Potential targets in the various pathways where DNA methylation plays a role in regulating gene expression in gliomas. (Green dots are unmethylated Cytosine, red dots are 5-methylCytosine; blue dots are 5-hydroxymethylcytosine). (A) Promoter hypermethylation may prevent the binding of transcriptional factors (TF), i.e., activator, leading to gene silencing. (B) In some other cases, a hypermethylated promoter may bind to the transcriptional repressor (REP) preferentially. When active demethylation occurs, REP is unable to bind and gene expression occurs. (C) In another gene, there may occur binding by two transcriptional factors (TFs), one to a methylated sequence and another to an unmethylated sequence. (D) In normal cells, TET enzymes convert 5mc to 5hmc and later into 5cac for maintenance purposes.
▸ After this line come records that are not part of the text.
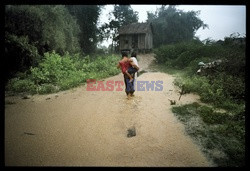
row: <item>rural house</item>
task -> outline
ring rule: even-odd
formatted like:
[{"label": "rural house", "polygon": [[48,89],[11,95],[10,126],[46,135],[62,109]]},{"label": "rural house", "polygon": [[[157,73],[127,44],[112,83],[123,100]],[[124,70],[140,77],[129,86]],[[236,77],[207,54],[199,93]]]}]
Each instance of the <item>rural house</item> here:
[{"label": "rural house", "polygon": [[153,48],[153,29],[150,23],[132,23],[119,29],[120,51],[149,52]]}]

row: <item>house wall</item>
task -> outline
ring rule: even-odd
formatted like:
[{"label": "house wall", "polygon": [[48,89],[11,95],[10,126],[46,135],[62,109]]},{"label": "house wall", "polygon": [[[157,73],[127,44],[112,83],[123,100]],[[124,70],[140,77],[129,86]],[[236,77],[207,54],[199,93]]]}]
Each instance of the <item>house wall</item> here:
[{"label": "house wall", "polygon": [[120,35],[120,50],[132,50],[133,36],[138,36],[138,50],[151,50],[153,48],[153,36],[151,33],[147,34],[128,34]]},{"label": "house wall", "polygon": [[132,36],[131,35],[120,35],[120,50],[131,49]]}]

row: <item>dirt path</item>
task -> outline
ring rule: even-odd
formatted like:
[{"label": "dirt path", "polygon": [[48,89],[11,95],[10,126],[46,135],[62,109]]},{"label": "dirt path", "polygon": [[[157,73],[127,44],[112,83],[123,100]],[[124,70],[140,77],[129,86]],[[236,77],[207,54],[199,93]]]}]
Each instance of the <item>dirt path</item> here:
[{"label": "dirt path", "polygon": [[[152,55],[139,58],[142,69]],[[105,79],[123,80],[121,74]],[[6,97],[6,166],[212,166],[171,112],[198,101],[192,94],[178,101],[174,77],[147,72],[137,81],[163,81],[163,91],[86,91],[86,86],[30,99]],[[123,87],[124,89],[124,87]],[[46,100],[47,99],[47,100]],[[136,136],[127,137],[134,127]]]}]

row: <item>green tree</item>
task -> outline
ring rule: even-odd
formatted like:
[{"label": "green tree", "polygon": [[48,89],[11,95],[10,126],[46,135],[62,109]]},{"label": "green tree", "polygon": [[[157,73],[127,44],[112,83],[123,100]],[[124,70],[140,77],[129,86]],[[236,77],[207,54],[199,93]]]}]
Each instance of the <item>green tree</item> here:
[{"label": "green tree", "polygon": [[5,6],[6,80],[36,66],[47,51],[79,52],[79,32],[64,5]]},{"label": "green tree", "polygon": [[148,12],[147,22],[152,22],[154,28],[154,47],[192,40],[200,27],[208,27],[198,18],[199,13],[184,12],[174,5],[162,5],[155,14]]},{"label": "green tree", "polygon": [[85,54],[95,52],[98,42],[97,23],[100,16],[100,5],[67,5],[69,12],[77,18],[81,33],[80,46]]}]

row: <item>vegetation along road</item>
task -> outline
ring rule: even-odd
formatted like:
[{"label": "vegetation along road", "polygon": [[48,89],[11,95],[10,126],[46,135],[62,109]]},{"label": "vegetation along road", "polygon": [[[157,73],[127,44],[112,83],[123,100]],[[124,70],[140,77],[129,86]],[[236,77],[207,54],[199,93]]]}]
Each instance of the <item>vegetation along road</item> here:
[{"label": "vegetation along road", "polygon": [[[174,77],[152,72],[152,54],[139,55],[136,81],[163,81],[162,91],[86,91],[86,85],[29,99],[8,96],[5,105],[7,166],[213,166],[186,135],[171,111],[199,101],[194,94],[178,100]],[[123,81],[122,74],[108,80]],[[123,87],[124,88],[124,87]],[[134,136],[128,136],[128,130]]]}]

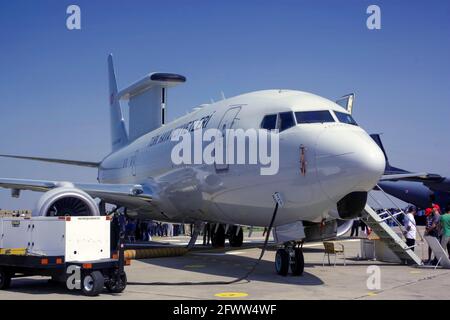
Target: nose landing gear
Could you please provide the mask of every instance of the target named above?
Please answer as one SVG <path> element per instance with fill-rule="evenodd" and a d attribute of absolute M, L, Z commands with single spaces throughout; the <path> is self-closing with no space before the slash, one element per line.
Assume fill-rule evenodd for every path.
<path fill-rule="evenodd" d="M 303 257 L 303 243 L 289 242 L 284 244 L 284 248 L 277 250 L 275 255 L 275 270 L 281 276 L 287 276 L 289 267 L 292 275 L 301 276 L 305 269 Z"/>

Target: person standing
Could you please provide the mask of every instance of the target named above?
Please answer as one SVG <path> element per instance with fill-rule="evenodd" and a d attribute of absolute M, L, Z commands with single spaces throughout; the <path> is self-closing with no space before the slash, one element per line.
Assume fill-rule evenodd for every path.
<path fill-rule="evenodd" d="M 436 210 L 436 208 L 427 208 L 425 210 L 425 216 L 426 216 L 426 228 L 425 228 L 425 235 L 430 237 L 435 237 L 440 241 L 440 218 L 441 215 L 439 214 L 439 211 Z M 430 247 L 428 247 L 428 263 L 431 263 L 431 253 L 432 250 Z M 434 259 L 436 260 L 436 259 Z M 433 264 L 435 264 L 433 262 Z"/>
<path fill-rule="evenodd" d="M 203 229 L 203 245 L 208 246 L 211 241 L 211 225 L 207 222 Z"/>
<path fill-rule="evenodd" d="M 442 241 L 441 246 L 448 251 L 448 243 L 450 242 L 450 205 L 445 208 L 445 214 L 441 215 Z"/>
<path fill-rule="evenodd" d="M 403 221 L 406 231 L 404 231 L 404 236 L 406 238 L 406 245 L 414 251 L 414 246 L 416 244 L 416 208 L 411 206 L 408 208 L 408 213 Z"/>
<path fill-rule="evenodd" d="M 355 237 L 357 237 L 358 231 L 359 231 L 359 218 L 353 220 L 352 232 L 350 233 L 350 237 L 353 237 L 353 235 L 355 235 Z"/>

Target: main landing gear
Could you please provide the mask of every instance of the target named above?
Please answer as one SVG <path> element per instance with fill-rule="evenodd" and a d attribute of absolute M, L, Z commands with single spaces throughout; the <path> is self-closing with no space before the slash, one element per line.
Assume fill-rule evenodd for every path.
<path fill-rule="evenodd" d="M 275 255 L 275 270 L 281 276 L 286 276 L 291 267 L 292 275 L 301 276 L 305 269 L 303 243 L 288 242 L 284 248 L 277 250 Z"/>

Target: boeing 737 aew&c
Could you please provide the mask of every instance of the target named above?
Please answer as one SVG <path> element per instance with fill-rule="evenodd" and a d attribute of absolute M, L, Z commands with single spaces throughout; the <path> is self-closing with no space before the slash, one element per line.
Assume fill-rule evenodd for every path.
<path fill-rule="evenodd" d="M 3 155 L 98 168 L 98 184 L 1 178 L 0 186 L 16 197 L 21 190 L 44 192 L 34 215 L 101 215 L 108 203 L 126 208 L 132 218 L 197 227 L 209 222 L 214 245 L 229 237 L 239 246 L 241 226 L 269 226 L 276 194 L 283 205 L 273 222 L 280 247 L 275 267 L 286 275 L 290 266 L 300 275 L 299 245 L 348 230 L 383 175 L 383 152 L 350 108 L 331 100 L 295 90 L 256 91 L 166 123 L 167 90 L 185 77 L 152 73 L 118 91 L 111 55 L 108 67 L 112 152 L 102 161 Z M 128 130 L 121 100 L 130 107 Z M 232 130 L 244 134 L 244 150 L 231 141 Z M 180 151 L 200 132 L 200 153 L 198 143 Z M 200 158 L 184 161 L 191 151 Z"/>

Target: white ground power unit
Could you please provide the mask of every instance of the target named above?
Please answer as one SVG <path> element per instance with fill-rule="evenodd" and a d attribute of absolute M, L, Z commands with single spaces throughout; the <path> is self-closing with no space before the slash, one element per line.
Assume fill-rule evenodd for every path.
<path fill-rule="evenodd" d="M 127 285 L 125 264 L 123 238 L 111 246 L 110 217 L 0 218 L 0 290 L 11 279 L 40 275 L 88 296 L 105 287 L 120 293 Z"/>
<path fill-rule="evenodd" d="M 109 217 L 0 219 L 0 248 L 26 248 L 28 255 L 64 256 L 66 262 L 108 259 Z"/>

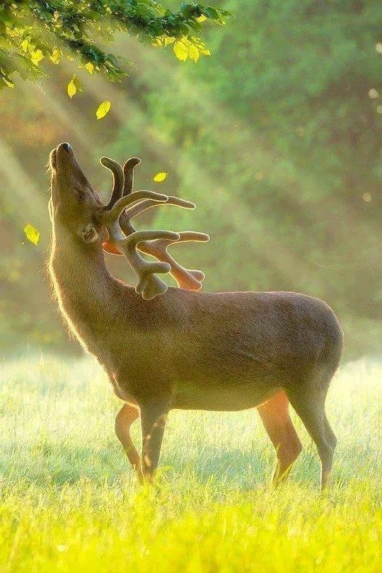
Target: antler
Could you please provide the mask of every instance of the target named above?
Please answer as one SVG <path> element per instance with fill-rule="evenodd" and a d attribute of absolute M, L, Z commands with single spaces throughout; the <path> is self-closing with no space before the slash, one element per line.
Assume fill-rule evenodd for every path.
<path fill-rule="evenodd" d="M 125 163 L 123 170 L 125 173 L 125 190 L 127 180 L 131 181 L 132 185 L 134 169 L 137 165 L 139 165 L 137 158 L 129 159 Z M 132 189 L 132 187 L 130 187 L 130 189 Z M 131 192 L 131 191 L 128 192 Z M 124 191 L 124 195 L 125 194 L 126 190 Z M 131 222 L 132 219 L 137 216 L 137 215 L 139 215 L 141 213 L 143 213 L 146 209 L 156 207 L 158 204 L 163 204 L 158 203 L 156 201 L 146 200 L 142 201 L 141 203 L 139 203 L 137 205 L 126 209 L 126 211 L 121 214 L 120 219 L 121 228 L 125 234 L 128 235 L 129 233 L 133 233 L 136 231 L 135 227 Z M 177 207 L 182 207 L 183 209 L 195 208 L 195 203 L 192 203 L 190 201 L 185 201 L 184 199 L 180 199 L 177 197 L 171 196 L 168 197 L 168 200 L 166 202 L 166 204 L 176 205 Z M 204 233 L 188 231 L 187 233 L 188 233 L 187 236 L 184 233 L 180 233 L 181 238 L 177 241 L 171 241 L 170 243 L 158 243 L 157 241 L 155 243 L 142 243 L 139 245 L 139 250 L 142 251 L 142 253 L 145 253 L 146 255 L 150 255 L 152 257 L 155 257 L 155 258 L 158 260 L 168 263 L 171 267 L 170 274 L 173 277 L 173 278 L 175 279 L 178 286 L 182 289 L 187 289 L 188 290 L 191 291 L 199 291 L 202 286 L 202 282 L 205 278 L 204 274 L 201 271 L 185 268 L 177 262 L 167 251 L 168 247 L 174 243 L 183 243 L 186 241 L 197 241 L 202 243 L 209 241 L 209 237 Z"/>
<path fill-rule="evenodd" d="M 106 160 L 106 161 L 105 161 Z M 169 204 L 172 205 L 176 205 L 178 207 L 183 207 L 183 209 L 195 209 L 195 205 L 194 203 L 192 203 L 190 201 L 185 201 L 183 199 L 180 199 L 179 197 L 168 197 L 166 201 L 158 199 L 157 196 L 160 194 L 154 194 L 156 197 L 153 195 L 145 195 L 144 200 L 141 201 L 140 203 L 138 203 L 137 205 L 130 207 L 128 209 L 125 209 L 125 206 L 129 204 L 129 203 L 122 203 L 122 198 L 126 199 L 127 197 L 134 196 L 136 197 L 137 192 L 144 192 L 144 193 L 152 193 L 152 192 L 149 191 L 144 191 L 144 192 L 136 192 L 134 193 L 132 192 L 133 188 L 133 183 L 134 183 L 134 168 L 140 163 L 140 159 L 137 157 L 132 157 L 130 159 L 128 159 L 123 166 L 123 170 L 119 163 L 113 160 L 108 159 L 108 158 L 102 158 L 101 163 L 105 167 L 110 169 L 113 173 L 114 177 L 114 186 L 113 190 L 112 193 L 112 197 L 108 203 L 108 207 L 111 207 L 112 205 L 112 200 L 115 202 L 115 206 L 116 207 L 118 204 L 118 209 L 120 209 L 120 206 L 122 204 L 125 206 L 122 208 L 122 211 L 120 211 L 120 217 L 119 217 L 119 226 L 120 226 L 120 233 L 123 231 L 125 236 L 129 238 L 130 236 L 137 233 L 137 229 L 132 224 L 131 220 L 134 217 L 137 216 L 137 215 L 143 213 L 148 209 L 151 207 L 155 207 L 158 204 Z M 122 183 L 121 183 L 121 174 L 123 178 Z M 116 190 L 117 189 L 117 183 L 118 182 L 118 191 Z M 143 197 L 143 196 L 142 196 Z M 162 196 L 165 197 L 165 196 Z M 140 197 L 136 197 L 136 199 L 134 200 L 137 200 Z M 112 209 L 113 208 L 112 207 Z M 156 232 L 156 231 L 154 231 Z M 158 233 L 166 233 L 167 231 L 157 231 Z M 176 235 L 177 238 L 175 238 Z M 118 241 L 120 241 L 120 238 L 117 241 L 115 241 L 112 232 L 110 234 L 112 242 L 115 248 L 117 248 L 120 251 L 122 251 L 123 254 L 125 255 L 125 250 L 122 250 L 120 248 L 120 243 Z M 172 277 L 175 279 L 178 283 L 178 286 L 183 289 L 187 289 L 188 290 L 193 290 L 193 291 L 199 291 L 202 288 L 202 281 L 204 280 L 205 275 L 203 272 L 199 270 L 187 270 L 180 265 L 175 259 L 170 255 L 168 252 L 168 248 L 173 245 L 176 244 L 178 243 L 184 243 L 188 241 L 197 241 L 197 242 L 206 242 L 209 240 L 209 237 L 208 235 L 205 234 L 204 233 L 197 233 L 193 231 L 185 231 L 180 233 L 173 233 L 173 236 L 170 237 L 169 236 L 164 236 L 161 235 L 161 236 L 150 236 L 150 238 L 147 236 L 146 238 L 142 238 L 141 235 L 140 236 L 141 238 L 139 239 L 139 245 L 138 248 L 142 253 L 145 253 L 147 255 L 150 255 L 152 257 L 154 257 L 158 261 L 160 261 L 163 265 L 166 265 L 166 268 L 168 269 L 168 270 L 164 271 L 153 271 L 153 272 L 170 272 Z M 136 245 L 138 243 L 136 243 Z M 124 247 L 125 249 L 125 247 Z M 112 251 L 115 254 L 122 254 L 118 253 L 118 251 L 113 250 Z M 137 250 L 135 250 L 137 253 Z M 139 259 L 138 259 L 135 254 L 133 256 L 134 259 L 134 264 L 136 265 L 136 267 L 138 264 L 141 264 L 141 261 L 144 261 L 145 263 L 147 262 L 141 257 L 139 253 L 137 253 Z M 129 262 L 130 262 L 130 259 L 132 259 L 131 255 L 129 254 L 129 258 L 128 258 Z M 138 262 L 139 261 L 139 263 Z M 131 264 L 131 262 L 130 262 Z M 151 263 L 155 264 L 155 263 Z M 134 267 L 133 267 L 134 268 Z M 154 267 L 151 267 L 151 269 L 154 269 Z M 165 267 L 162 266 L 161 268 L 164 269 Z M 135 269 L 134 269 L 135 270 Z M 167 285 L 163 281 L 161 281 L 158 277 L 155 277 L 156 280 L 156 288 L 158 289 L 158 292 L 156 292 L 153 296 L 156 296 L 156 294 L 161 294 L 162 292 L 165 292 L 167 289 Z M 164 290 L 166 286 L 166 290 Z M 139 285 L 137 285 L 137 288 L 139 288 Z M 138 292 L 139 291 L 136 291 Z M 152 294 L 154 292 L 155 288 L 153 289 L 152 284 L 150 282 L 150 288 L 146 289 L 146 294 Z M 142 294 L 142 296 L 143 294 Z M 145 296 L 144 296 L 145 298 Z M 152 298 L 152 297 L 151 297 Z"/>
<path fill-rule="evenodd" d="M 155 193 L 154 191 L 136 191 L 118 199 L 111 209 L 105 207 L 103 211 L 101 220 L 108 228 L 112 243 L 125 255 L 137 274 L 138 282 L 135 291 L 141 294 L 145 300 L 149 301 L 167 291 L 166 283 L 156 277 L 155 273 L 168 272 L 171 266 L 167 262 L 145 260 L 138 253 L 137 246 L 142 241 L 153 239 L 176 241 L 180 236 L 178 233 L 170 231 L 137 231 L 125 237 L 120 226 L 120 215 L 127 205 L 141 199 L 166 202 L 167 196 Z"/>

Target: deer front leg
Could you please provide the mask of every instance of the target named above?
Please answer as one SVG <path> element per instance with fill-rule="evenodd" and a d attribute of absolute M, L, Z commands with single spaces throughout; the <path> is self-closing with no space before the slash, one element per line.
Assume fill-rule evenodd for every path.
<path fill-rule="evenodd" d="M 115 434 L 124 447 L 140 483 L 143 482 L 141 457 L 130 436 L 130 427 L 139 417 L 139 410 L 131 404 L 124 404 L 115 417 Z"/>
<path fill-rule="evenodd" d="M 153 481 L 158 468 L 168 407 L 165 404 L 140 405 L 142 428 L 142 470 L 144 478 Z"/>
<path fill-rule="evenodd" d="M 301 443 L 289 417 L 289 400 L 281 390 L 257 407 L 267 434 L 276 450 L 276 468 L 273 485 L 277 487 L 288 477 L 301 451 Z"/>

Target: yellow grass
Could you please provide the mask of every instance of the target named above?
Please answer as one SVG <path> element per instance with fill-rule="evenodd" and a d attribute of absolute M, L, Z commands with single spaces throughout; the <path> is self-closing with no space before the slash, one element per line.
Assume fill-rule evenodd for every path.
<path fill-rule="evenodd" d="M 339 444 L 320 495 L 299 419 L 303 453 L 270 490 L 274 452 L 255 411 L 171 412 L 157 487 L 140 490 L 90 358 L 3 364 L 0 571 L 381 571 L 381 375 L 361 361 L 333 381 Z"/>

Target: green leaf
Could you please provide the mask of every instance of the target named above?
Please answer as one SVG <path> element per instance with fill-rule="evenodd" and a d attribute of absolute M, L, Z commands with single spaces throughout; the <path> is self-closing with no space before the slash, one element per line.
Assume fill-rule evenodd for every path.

When 2-Hydroxyglutarate (2-HG), a byproduct of mutant IDH enzymes, inhibits TET, a state of global hypermethylation occurs. (E) Relationship between DNA methylation and chromatin compaction. The latter is regulated by chromatin chaperones that are in turn affected by DNA methylation, histone methylation, and histone acetylation. ATRX binding to methylated gene sequences leads to an increased proportion of heterochromatin, thus reducing the binding of transcriptional factors (TFs) to DNA. (F) When CTCTF binding sites on the genome are methylated, then CTCF is unable to bind, leading to alteration in chromatin compaction. This causes an exchange of an insulator by an enhancer near the said sequence. Figure reproduced, with color correction, under Creative Commons Attribution-Noncommercial 4.0 license from [45].

Figure 6

Histone modification maps for a typical chromosome in normal and cancer cells. In normal cells, DNA sequences that include the promoters of tumor-suppressor genes have more histone modification marks associated with active transcription, such as acetylation of H3 and H4 lysine residues (e.g., K5, K8, K9, K12, and K16) along with trimethylation of K4 residue of H3 protein. The normal cell also has DNA repeats and other heterochromatic regions having repressive histone marks, such as trimethylation of K27 residue and dimethylation of the K9 residue of H3, and trimethylation of K20 of H4. In cancer cells, there is a loss of the “active” histone marks on promoters of tumor-suppressor genes, leading to a tighter chromatin configuration. Additionally, the neoplastic cell has a loss of repressive marks at subtelomeric DNA and other repeat regions, causing a more “relaxed” chromatin conformation in these regions. Figure reproduced with permission from [28].